Logtail plug-in that is used to parse NGINX logs - Simple Log Service

You can use a Logtail plug-in to parse NGINX logs into structured data based on log_format. In this case, a log is parsed into multiple key-value pairs.

Introduction to NGINX logs

NGINX servers generate NGINX access logs based on log_format and access_log. The following code shows the default configuration of log_format and access_log:

log_format main  '$remote_addr - $remote_user [$time_local] "$request" '
                 '$request_time $request_length '
                 '$status $body_bytes_sent "$http_referer" '
                 '"$http_user_agent"';
access_log /var/logs/nginx/access.log main

The following table describes the log fields.

Field	Description
remote_addr	The IP address of the client.
remote_user	The username that is used by the client to send the request.
time_local	The system time of the server.

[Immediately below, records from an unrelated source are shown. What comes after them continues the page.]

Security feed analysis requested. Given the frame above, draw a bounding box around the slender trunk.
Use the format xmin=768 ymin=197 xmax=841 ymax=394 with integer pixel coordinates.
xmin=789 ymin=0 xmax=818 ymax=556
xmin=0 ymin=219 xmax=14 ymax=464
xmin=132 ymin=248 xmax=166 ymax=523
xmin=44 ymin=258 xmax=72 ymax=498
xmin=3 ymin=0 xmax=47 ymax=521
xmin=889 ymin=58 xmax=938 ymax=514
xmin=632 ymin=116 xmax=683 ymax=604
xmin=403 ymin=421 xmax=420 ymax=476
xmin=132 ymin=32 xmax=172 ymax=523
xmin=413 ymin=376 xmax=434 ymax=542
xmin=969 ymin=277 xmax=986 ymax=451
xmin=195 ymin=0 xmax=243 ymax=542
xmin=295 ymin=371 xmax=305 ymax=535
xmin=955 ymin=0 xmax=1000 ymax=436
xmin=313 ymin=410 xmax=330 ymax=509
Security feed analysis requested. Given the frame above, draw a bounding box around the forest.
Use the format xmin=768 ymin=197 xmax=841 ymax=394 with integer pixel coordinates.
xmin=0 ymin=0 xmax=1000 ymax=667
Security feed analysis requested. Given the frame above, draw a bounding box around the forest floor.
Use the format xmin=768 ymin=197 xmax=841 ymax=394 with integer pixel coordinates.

The value must be enclosed in brackets [].
request	The URI and HTTP protocol of the request.
request_time	The time that is required to process the request. Unit: seconds.
request_length	The length of the request. The request line, request headers, and request body are all counted.
status	The status of the request.
body_bytes_sent	The number of bytes in a response that is sent to the client. The response header is not counted.
http_referer	The URL of a source web page.
http_user_agent	The browser information of the client.

Entry point

If you want to use a Logtail plug-in to process logs, you can add a Logtail plug-in configuration when you create or modify a Logtail configuration. For more information, see Overview.

Configuration description

Parameter	Description
NGINX Log Configuration	The log configuration section that you specify in the NGINX configuration file. The log configuration section starts with log_format. Example: `log_format main '$remote_addr - $remote_user [$time_local] "$request" ' '$request_time $request_length ' '$status $body_bytes_sent "$http_referer" ' '"$http_user_agent"';` For more information, see Introduction to NGINX logs.
Original Field	The original field that stores the log content before parsing. Default value: content.
Extracted Field	The key that is automatically extracted based on the value of the NGINX Log Configuration field.
Retain Original Field if Parsing Fails	Specifies whether to retain the original field in the new log that is obtained after the raw log fails to be parsed.
Retain Original Field if Parsing Succeeds	Specifies whether to retain the original field in the new log that is obtained after parsing.
New Name of Original Field	The new name of the original field that you want to retain. If you select Retain Original Field if Parsing Fails or Retain Original Field if Parsing Succeeds, you can rename the original field that stores the original log content.